Before we travel back in time, let’s inspect a modern psychiatrist’s training regimen, the honest version:
Here is a sample of what follows:
Ok, let’s pick up where Alok left off — back to the 1930’s. (CW: Nazism, genocide.)
Hans Aspeger and the Nazis
The Nazis’ gas chambers were first used on Autistic (or “Asperger’s children”) and other institutionalised people with disabilities. After 2 years and 250 000 murders, the technology was moved to Auschwitz, which is the place that comes to mind when we now hear “gas chamber”.
We hear about Hans Asperger rounding up Autistic kids a few years before the Holocaust and it’s hard to associate his actions with psychiatry. That was nazism, not psychiatry, surely. We do the same when it comes to phrenology: “that was nazi science” we say, emphasising the “nazi” and whispering the “science”. Perversely we like uber-villains like Hitler, and in this case Asperger, because they take the heat off of the rest of us, and off institutions that still exist.
Nazis turned to the science of pathology to confirm their central tenet — that some people were worth more than others. Psychiatry, with its taxonomic and carceral power, came right up to the plate. Was Aspeger a monster, anomalous and rebellious, nothing to do with a principled branch of medicine? Or was he a leader in his field, doing exactly what psychiatry demanded of him? Our reflex to monsterfy him must be understood for what it really is; a trope in our internal cinema of history — the terrible monster is apart from the system they worked within. Nothing like us. Nothing like me.

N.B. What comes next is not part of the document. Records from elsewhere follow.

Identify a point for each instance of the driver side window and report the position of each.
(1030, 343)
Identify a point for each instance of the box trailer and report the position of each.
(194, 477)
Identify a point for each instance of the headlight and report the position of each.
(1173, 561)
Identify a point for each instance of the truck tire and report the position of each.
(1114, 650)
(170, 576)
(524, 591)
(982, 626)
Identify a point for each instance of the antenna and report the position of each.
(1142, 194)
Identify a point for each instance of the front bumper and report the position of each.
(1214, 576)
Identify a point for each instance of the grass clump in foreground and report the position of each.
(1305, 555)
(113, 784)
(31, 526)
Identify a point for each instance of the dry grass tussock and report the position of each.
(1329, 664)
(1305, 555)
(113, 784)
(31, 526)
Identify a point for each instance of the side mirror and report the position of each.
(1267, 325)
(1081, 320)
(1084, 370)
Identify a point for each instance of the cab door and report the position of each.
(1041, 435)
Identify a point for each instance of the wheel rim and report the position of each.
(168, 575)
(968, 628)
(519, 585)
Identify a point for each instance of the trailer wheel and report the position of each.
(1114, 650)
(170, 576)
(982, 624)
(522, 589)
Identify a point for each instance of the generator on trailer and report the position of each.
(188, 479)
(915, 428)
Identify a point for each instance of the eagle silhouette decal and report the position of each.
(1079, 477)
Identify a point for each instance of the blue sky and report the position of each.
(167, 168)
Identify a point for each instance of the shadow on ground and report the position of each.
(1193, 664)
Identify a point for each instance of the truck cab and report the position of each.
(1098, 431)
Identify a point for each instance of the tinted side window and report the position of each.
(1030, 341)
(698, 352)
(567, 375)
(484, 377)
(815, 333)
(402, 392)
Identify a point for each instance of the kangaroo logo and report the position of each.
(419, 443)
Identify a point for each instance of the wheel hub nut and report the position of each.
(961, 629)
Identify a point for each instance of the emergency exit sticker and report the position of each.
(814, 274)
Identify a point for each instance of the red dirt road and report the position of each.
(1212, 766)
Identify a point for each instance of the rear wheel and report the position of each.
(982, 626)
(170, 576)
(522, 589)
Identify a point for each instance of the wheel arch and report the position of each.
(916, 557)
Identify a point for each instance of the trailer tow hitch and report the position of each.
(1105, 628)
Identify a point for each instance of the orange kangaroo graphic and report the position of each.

Note that this is what we do when we wishfully account for violence by an individual’s “badness” or “monstrosity”. Hannah Arendt, who died a few weeks after I was born, demonstrated this in The Banality of Evil. And yet here I am, nearly half a century later, reminding people that the big violence is almost all cultural. Self-deception is hard to acknowledge.
Both the “lone villain” and the “lone genius” (in another form, “the great man”) theories of history are intuitive but worse than useless. They miss the complex structural forces that cause our actions. But let’s amuse that cinema for a moment and assume Asperger was a lone wolf. If we turn elsewhere in the annals of 20th Century psychiatry, we will find better things: specifically we will find experts helping people in distress to name and address their stressors. Won’t we?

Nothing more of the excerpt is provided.